The word “ultimately” is key here. Suppose we have data about some scientific phenomena, which we call our evidence E. Assume that current scientific wisdom says that hypothesis H1 is the best explanation for E and that H1 does not make any appeal to supernatural agency. For example, E could be, “objects dropped from the roof of a house fall to the ground,” and H1 could be gravitational attraction. H1 could have an “ultimate” supernatural explanation just in case H1 is best explained by another hypothesis (call it H2), which does appeal to supernatural agency. For example, a theist might say, “H1 is true because God wills it to be true.” Let us call H1 an example of a primary explanation and H2 an example of an ultimate explanation, i.e., an explanation for one or more non-ultimate explanations.
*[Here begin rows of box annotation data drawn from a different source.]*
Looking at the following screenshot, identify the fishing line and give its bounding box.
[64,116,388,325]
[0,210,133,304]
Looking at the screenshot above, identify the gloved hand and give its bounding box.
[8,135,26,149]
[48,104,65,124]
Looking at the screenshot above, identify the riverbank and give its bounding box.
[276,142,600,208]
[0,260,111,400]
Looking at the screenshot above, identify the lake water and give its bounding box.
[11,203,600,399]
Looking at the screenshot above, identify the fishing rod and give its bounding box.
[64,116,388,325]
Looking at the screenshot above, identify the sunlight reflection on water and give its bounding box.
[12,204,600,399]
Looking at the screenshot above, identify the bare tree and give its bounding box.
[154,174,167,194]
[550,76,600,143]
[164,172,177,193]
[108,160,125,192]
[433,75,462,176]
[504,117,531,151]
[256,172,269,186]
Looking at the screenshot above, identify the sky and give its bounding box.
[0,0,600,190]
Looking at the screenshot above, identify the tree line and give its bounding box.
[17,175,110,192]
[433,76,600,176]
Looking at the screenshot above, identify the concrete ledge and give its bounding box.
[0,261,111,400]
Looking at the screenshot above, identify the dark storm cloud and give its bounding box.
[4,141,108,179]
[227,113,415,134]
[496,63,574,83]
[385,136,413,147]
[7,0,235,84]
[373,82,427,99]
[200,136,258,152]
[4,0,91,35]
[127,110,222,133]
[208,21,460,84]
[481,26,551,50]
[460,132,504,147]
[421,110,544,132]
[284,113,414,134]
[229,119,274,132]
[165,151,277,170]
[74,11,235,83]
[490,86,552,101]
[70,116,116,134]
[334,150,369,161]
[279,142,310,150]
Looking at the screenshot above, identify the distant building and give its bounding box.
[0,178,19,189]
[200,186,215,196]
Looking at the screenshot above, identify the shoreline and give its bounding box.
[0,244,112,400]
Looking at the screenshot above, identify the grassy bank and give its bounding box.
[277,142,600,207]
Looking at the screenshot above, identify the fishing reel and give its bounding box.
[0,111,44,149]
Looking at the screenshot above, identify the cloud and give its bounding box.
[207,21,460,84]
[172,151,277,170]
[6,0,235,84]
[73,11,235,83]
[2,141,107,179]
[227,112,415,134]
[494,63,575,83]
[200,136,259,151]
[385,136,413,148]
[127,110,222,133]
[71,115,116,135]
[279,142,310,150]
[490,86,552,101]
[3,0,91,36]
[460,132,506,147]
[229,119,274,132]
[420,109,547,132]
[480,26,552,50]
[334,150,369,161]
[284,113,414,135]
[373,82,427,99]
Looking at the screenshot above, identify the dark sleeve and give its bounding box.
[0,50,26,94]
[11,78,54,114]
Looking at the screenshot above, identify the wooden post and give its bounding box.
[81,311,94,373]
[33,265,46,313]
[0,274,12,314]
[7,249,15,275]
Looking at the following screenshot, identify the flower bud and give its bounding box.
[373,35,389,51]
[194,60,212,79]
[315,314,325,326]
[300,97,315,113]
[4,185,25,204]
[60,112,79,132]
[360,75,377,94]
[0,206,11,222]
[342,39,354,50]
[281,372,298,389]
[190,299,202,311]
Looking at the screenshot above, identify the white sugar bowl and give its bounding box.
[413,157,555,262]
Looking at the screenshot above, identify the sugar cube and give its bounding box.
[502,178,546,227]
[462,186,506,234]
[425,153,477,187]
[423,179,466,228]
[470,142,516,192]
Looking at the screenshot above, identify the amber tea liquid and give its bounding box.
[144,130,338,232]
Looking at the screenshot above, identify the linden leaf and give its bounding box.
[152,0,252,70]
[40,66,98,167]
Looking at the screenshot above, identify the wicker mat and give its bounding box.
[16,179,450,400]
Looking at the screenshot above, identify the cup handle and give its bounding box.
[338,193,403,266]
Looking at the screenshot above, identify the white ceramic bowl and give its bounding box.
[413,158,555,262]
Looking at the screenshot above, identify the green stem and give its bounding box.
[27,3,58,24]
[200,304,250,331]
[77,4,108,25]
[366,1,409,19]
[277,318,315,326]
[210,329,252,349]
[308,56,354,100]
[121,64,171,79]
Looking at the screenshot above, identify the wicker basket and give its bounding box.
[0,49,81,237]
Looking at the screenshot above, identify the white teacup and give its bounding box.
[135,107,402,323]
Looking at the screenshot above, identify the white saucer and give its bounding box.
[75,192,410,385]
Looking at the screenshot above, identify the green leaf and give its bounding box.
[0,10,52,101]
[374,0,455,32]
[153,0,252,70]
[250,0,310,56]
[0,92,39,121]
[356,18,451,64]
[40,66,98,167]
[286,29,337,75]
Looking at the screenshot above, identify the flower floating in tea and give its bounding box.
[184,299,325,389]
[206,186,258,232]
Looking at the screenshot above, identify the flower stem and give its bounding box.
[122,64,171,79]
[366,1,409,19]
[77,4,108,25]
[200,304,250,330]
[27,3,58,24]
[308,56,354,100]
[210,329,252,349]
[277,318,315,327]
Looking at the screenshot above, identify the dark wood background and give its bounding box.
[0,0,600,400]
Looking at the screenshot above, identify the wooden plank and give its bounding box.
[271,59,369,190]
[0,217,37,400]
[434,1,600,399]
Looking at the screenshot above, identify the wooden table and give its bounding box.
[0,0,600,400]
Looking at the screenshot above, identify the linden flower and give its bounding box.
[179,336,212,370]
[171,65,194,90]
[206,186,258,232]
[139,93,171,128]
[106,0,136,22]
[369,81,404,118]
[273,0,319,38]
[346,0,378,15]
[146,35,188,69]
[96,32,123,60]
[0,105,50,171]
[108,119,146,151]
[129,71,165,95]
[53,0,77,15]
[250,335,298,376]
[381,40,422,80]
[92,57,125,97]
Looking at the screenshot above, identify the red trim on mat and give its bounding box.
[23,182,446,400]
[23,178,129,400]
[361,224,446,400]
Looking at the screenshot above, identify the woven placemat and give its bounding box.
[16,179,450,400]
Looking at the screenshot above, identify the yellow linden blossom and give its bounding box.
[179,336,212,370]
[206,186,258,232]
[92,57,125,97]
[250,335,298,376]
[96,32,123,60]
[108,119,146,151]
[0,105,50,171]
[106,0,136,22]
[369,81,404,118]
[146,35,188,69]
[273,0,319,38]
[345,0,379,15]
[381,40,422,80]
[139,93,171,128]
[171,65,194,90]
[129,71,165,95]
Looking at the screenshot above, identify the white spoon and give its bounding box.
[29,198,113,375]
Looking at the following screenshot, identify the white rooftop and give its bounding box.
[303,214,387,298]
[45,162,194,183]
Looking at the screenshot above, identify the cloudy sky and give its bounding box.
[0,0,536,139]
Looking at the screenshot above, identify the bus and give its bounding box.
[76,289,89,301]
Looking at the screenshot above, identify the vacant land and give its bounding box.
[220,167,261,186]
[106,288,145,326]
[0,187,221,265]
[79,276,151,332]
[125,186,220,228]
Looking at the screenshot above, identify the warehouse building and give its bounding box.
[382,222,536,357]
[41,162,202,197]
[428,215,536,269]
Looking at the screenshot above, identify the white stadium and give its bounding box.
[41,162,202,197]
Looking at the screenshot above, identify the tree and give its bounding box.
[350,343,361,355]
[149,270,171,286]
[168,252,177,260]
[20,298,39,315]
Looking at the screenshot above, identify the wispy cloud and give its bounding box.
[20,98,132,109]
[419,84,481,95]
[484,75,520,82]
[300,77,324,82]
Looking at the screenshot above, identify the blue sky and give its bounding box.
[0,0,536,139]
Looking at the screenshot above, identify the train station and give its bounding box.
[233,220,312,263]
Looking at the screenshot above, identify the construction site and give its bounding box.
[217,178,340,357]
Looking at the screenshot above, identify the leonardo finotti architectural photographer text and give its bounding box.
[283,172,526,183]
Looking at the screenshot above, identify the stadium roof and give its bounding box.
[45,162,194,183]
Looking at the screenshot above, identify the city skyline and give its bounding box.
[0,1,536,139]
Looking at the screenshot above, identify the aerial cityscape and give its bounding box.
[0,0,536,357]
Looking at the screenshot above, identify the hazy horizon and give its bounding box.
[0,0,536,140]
Contrary to what cl claims, E1 and E2 do not claim that plausible scientific explanations are ultimate explanations. In fact, to avoid any misunderstandings, we can make this explicit with alternative wordings of E1 and E2.
E1′. The percentage of pla
usible scientific explanations for natural phenomena which have naturalistic primary or non-ultimate explanations is extremely high.
E2′. The history of science contains numerous examples of naturalistic primary or non-ultimate explanations replacing supernatural ones and no examples of supernatural primary or non-ultimate explanations replacing naturalistic ones.
Not only are E1′ and E2′ logically compatible with theism, but E1′ and E2′ are also compatible with all of these primary or non-ultimate explanations having a further, ultimate explanation which appeals to supernatural agency. Thus, this objection, like the two before it, fails.
Using the alternative wording provided by E1′ and E2′, it should now become even more clear why (2) is true. N entails that all true scientific explanations are non-supernatural explanations; if N is true and a primary scientific explanation has a deeper ultimate explanation, that ultimate explanation is also non-supernatural. In contrast, T is compatible with both true non-supernatural explanations and with true supernatural explanations (primary, ultimate, or otherwise). In other words, if N is true, true scientific explanations have to be naturalistic, whereas if T is true, true primary scientific explanations could have directly appealed to supernatural agency. Thus, E1′ is antecedently much more probable on the assumption that N is true than on the assumption that T is true, and hence strong evidence favoring N over T.
 By “plausible,” I mean “has a high epistemic probability.”
 Earlier in this series, following Draper, I used the expression, “modest methodological naturalism.”